Frontalini Fabrizio, Greco Mattia, Semprucci Federica, Cermakova Kristina, Merzi Thomas, Pawlowski Jan
Department of Pure and Applied Sciences, University of Urbino, Campus Scientifico Enrico Mattei, Località Crocicchia, 61029, Urbino, Italy.
Institute of Marine Sciences (ICM), CSIC, Barcelona, Catalonia, 08003, Spain.
Chemosphere. 2025 Feb;370:143992. doi: 10.1016/j.chemosphere.2024.143992. Epub 2024 Dec 24.
Nematodes are the most diverse and dominant group of marine meiofauna with high potential as bioindicators of the ecological quality status (EcoQS). The present study explores, for the first time, the applicability of the nematode metabarcoding to infer EcoQS index based on the calibration of ecological behaviors of nematodes Amplicon Sequence Variants (ASVs). To achieve this, we analyzed the nematode community in sediment eDNA samples collected in 2018 and 2021 in areas around three offshore oil platforms in the Danish west coast of the North Sea. One training dataset based on eDNA and environmental data from the three platforms in 2021 covering a wide range of environmental gradients has been used as a training dataset to assign the nematodes ASVs to Ecological Groups. These assignments then allowed us to infer the EcoQS both around these three platforms and in an independent dataset (one of the platforms sampled in 2018). The EcoQS inferred from the nema-gAMBI is perfectly in line with the pollution gradient of the platforms. In fact, stations located close to the platforms (i.e., 100 m and 250 m) show a relatively lower EcoQS than those at greater distance (i.e., reference or 3000 m).
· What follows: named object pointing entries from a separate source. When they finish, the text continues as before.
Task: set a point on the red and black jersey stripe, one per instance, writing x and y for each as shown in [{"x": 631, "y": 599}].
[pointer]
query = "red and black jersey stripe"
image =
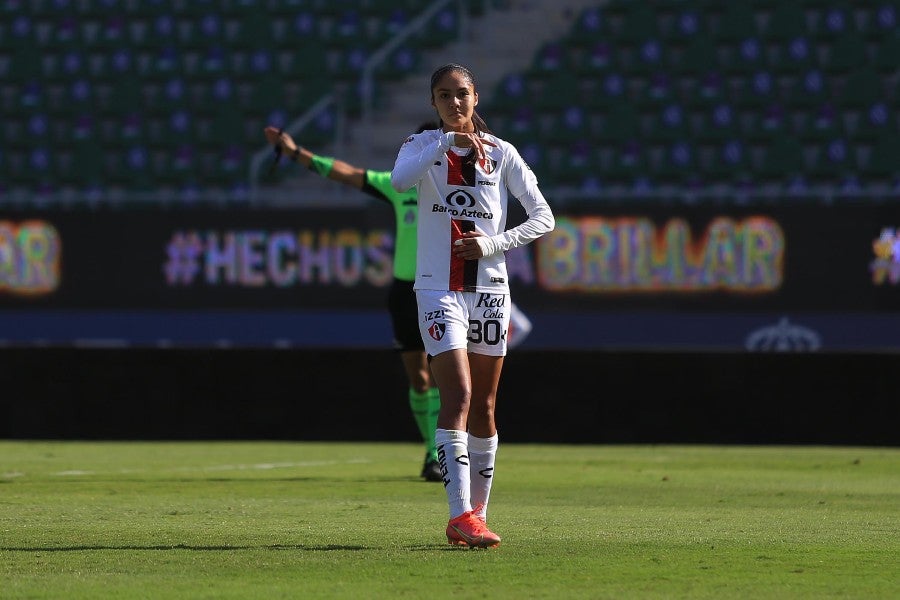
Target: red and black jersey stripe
[
  {"x": 459, "y": 170},
  {"x": 463, "y": 273}
]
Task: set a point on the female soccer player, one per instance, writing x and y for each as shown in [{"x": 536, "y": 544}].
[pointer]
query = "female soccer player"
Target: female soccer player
[
  {"x": 464, "y": 175},
  {"x": 424, "y": 399}
]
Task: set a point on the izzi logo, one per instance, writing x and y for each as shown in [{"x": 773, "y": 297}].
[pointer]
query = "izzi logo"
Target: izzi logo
[{"x": 886, "y": 266}]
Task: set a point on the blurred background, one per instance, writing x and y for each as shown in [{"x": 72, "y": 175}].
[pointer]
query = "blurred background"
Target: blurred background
[{"x": 725, "y": 176}]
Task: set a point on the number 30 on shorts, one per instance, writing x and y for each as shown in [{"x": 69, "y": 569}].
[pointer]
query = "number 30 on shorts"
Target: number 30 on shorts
[{"x": 489, "y": 331}]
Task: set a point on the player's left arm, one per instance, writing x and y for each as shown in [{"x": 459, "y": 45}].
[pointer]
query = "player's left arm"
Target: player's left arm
[
  {"x": 522, "y": 184},
  {"x": 325, "y": 166}
]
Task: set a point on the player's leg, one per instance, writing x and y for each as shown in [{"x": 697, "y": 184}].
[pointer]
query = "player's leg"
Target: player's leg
[
  {"x": 425, "y": 402},
  {"x": 519, "y": 326},
  {"x": 487, "y": 347},
  {"x": 424, "y": 399},
  {"x": 483, "y": 439}
]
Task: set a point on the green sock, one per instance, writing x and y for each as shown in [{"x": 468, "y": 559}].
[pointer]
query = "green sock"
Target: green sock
[{"x": 425, "y": 409}]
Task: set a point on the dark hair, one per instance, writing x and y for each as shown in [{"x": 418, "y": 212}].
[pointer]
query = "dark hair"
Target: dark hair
[{"x": 480, "y": 125}]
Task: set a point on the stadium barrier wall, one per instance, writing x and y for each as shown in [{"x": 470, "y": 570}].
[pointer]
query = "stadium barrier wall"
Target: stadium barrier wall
[{"x": 545, "y": 397}]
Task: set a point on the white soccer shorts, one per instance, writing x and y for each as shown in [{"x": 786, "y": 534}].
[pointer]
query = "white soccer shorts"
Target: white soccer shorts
[{"x": 474, "y": 321}]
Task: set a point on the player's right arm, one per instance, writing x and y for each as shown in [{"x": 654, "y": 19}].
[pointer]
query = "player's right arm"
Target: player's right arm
[
  {"x": 417, "y": 154},
  {"x": 330, "y": 168}
]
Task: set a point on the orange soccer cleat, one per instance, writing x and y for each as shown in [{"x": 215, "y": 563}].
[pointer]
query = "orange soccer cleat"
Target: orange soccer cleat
[{"x": 469, "y": 530}]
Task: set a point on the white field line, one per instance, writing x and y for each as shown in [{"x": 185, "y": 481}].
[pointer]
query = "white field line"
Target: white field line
[{"x": 204, "y": 469}]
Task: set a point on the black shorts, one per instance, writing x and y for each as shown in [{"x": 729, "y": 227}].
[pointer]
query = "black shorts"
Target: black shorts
[{"x": 404, "y": 316}]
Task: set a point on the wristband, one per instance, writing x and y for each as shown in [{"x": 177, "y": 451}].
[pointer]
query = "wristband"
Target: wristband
[{"x": 321, "y": 165}]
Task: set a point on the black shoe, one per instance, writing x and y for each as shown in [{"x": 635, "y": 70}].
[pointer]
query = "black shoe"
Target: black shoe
[{"x": 432, "y": 471}]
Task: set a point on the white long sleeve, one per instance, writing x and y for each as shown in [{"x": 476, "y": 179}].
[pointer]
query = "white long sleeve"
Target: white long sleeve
[{"x": 414, "y": 160}]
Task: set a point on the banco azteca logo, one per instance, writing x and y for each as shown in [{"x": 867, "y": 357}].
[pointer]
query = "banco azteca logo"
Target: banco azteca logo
[{"x": 459, "y": 199}]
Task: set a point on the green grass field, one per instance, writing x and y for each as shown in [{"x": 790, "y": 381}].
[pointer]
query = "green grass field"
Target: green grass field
[{"x": 319, "y": 520}]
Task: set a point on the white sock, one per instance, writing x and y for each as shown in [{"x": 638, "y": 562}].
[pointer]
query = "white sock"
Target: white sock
[
  {"x": 453, "y": 456},
  {"x": 482, "y": 453}
]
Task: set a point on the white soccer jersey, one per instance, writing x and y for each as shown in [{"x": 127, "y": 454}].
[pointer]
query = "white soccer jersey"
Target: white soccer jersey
[{"x": 458, "y": 196}]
The nema-gAMBI seems to capture well the EcoQS variability around platforms and correlates well with the environmental parameters (e.g., trace element and hydrocarbon pollution). Indeed, the nema-gAMBI is positively and significantly correlated with the traditional macrofauna-based AMBI. The present proof of concept strongly advocates for the application of the nematode eDNA-based index in the evaluation of EcoQS.
线虫是海洋小型底栖生物中种类最多、占主导地位的类群,作为生态质量状况(EcoQS)的生物指示物具有很高的潜力。本研究首次探索了基于线虫扩增子序列变体(ASVs)生态行为校准的线虫宏条形码技术在推断EcoQS指数方面的适用性。为此,我们分析了2018年和2021年在北海丹麦西海岸三个近海石油平台周边区域采集的沉积物环境DNA样本中的线虫群落。一个基于2021年来自这三个平台的环境DNA和环境数据的训练数据集,涵盖了广泛的环境梯度,已被用作训练数据集,将线虫ASVs分配到生态组。这些分配随后使我们能够推断这三个平台周围以及一个独立数据集(2018年采样的其中一个平台)中的EcoQS。从线虫-综合多生物指数(nema-gAMBI)推断出的EcoQS与平台的污染梯度完全一致。事实上,位于平台附近(即100米和250米处)的站点显示出的EcoQS相对低于距离较远的站点(即参考站点或3000米处)。线虫-综合多生物指数似乎很好地捕捉到了平台周围EcoQS的变化,并且与环境参数(如微量元素和碳氢化合物污染)有很好的相关性。确实,线虫-综合多生物指数与基于传统大型底栖生物的综合多生物指数呈正相关且显著相关。本概念验证有力地支持了基于线虫环境DNA的指数在EcoQS评估中的应用。